Fin de obra

La travesía fue espantosa
lidiando nuestro buque con embarcaciones llenas de cadáveres.
Lunas flotantes de sarpullido
con la marejada soberbia
y los trapos adheridos al hueso.
Me consolaba con un rezo de escuela.
Cuántas veces puedo contar
hasta quinientos
y morder las uñas como un hongo
dentro de la lengua.
Luego llegó la calma
y el hedor a muerte se disipó
con las algas peinadas a las rocas.
Un faro era el único dios
presente en nuestro exilio.
Y la piel el mapa de un enfermo
bajo sus vendajes.
Descendí las escalinatas de la historia
y en el dique no hubo ningún ser
que aguardase mi llegada.
Eran hoyos sobre el asfalto.
O tal vez las piernas de chapa
que se astillaron con una espera fraudulenta.

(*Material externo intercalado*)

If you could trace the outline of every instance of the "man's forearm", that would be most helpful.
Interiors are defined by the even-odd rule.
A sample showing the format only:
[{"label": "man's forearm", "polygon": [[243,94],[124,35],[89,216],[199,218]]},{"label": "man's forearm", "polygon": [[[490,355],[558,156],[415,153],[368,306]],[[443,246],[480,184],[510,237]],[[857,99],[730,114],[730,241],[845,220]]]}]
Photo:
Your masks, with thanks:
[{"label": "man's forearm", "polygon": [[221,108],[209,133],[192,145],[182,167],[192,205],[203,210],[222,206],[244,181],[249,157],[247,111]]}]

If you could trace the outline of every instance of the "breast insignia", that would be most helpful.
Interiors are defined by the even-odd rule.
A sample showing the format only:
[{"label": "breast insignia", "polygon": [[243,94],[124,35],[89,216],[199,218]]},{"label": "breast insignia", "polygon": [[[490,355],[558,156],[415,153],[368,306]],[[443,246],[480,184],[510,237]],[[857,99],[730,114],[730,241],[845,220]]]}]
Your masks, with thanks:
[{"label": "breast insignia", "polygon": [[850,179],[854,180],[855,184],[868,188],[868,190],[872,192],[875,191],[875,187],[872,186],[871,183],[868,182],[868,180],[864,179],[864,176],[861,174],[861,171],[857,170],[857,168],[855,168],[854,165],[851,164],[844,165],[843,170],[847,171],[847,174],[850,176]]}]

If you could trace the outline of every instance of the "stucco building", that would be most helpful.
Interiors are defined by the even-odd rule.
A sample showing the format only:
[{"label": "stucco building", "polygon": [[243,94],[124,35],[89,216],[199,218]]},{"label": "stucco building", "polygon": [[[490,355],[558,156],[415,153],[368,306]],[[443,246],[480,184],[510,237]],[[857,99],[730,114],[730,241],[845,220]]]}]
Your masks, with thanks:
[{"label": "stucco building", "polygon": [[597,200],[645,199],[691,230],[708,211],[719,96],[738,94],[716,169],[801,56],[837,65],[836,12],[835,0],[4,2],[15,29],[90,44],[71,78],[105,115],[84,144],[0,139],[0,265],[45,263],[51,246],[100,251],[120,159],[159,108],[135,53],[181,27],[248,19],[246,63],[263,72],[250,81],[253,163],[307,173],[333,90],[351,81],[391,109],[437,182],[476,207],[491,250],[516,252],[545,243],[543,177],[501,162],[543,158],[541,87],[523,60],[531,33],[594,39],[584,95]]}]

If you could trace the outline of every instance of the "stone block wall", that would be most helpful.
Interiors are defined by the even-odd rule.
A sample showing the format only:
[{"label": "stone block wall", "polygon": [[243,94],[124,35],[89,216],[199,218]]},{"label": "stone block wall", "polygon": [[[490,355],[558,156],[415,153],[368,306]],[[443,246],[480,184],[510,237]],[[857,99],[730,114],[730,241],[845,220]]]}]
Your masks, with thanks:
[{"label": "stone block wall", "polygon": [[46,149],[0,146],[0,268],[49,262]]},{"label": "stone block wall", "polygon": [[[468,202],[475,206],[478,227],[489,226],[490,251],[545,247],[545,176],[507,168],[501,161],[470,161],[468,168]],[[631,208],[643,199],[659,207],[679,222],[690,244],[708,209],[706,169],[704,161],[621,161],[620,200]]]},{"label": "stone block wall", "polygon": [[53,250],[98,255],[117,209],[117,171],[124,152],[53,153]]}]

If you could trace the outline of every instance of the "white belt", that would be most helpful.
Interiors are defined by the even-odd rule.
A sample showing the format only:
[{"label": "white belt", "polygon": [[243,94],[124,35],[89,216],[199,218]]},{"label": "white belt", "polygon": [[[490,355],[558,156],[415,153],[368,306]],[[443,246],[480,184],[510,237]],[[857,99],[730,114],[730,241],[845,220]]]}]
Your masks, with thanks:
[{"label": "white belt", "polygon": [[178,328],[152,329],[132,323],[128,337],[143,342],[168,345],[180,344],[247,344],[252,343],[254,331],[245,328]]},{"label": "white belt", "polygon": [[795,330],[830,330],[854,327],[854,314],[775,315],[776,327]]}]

Parecía un banco en el puerto.
Una lata de cerveza después de la ronda.
Un monumento de escayola
ante la voracidad de los que abrazaban
a la fe después del naufragio.
Lloré como lo hacen las hojas de los árboles
después de la lluvia.
E intentando borrar las imágenes
de los que no fueron rescatados,
dibujé un sol en mi mejilla
y me grité embudo hacia la tráquea
la verdad. Una verdad de yunque.
Y miré al mar por primera vez.
Para arrojar la culpa de lo inevitable.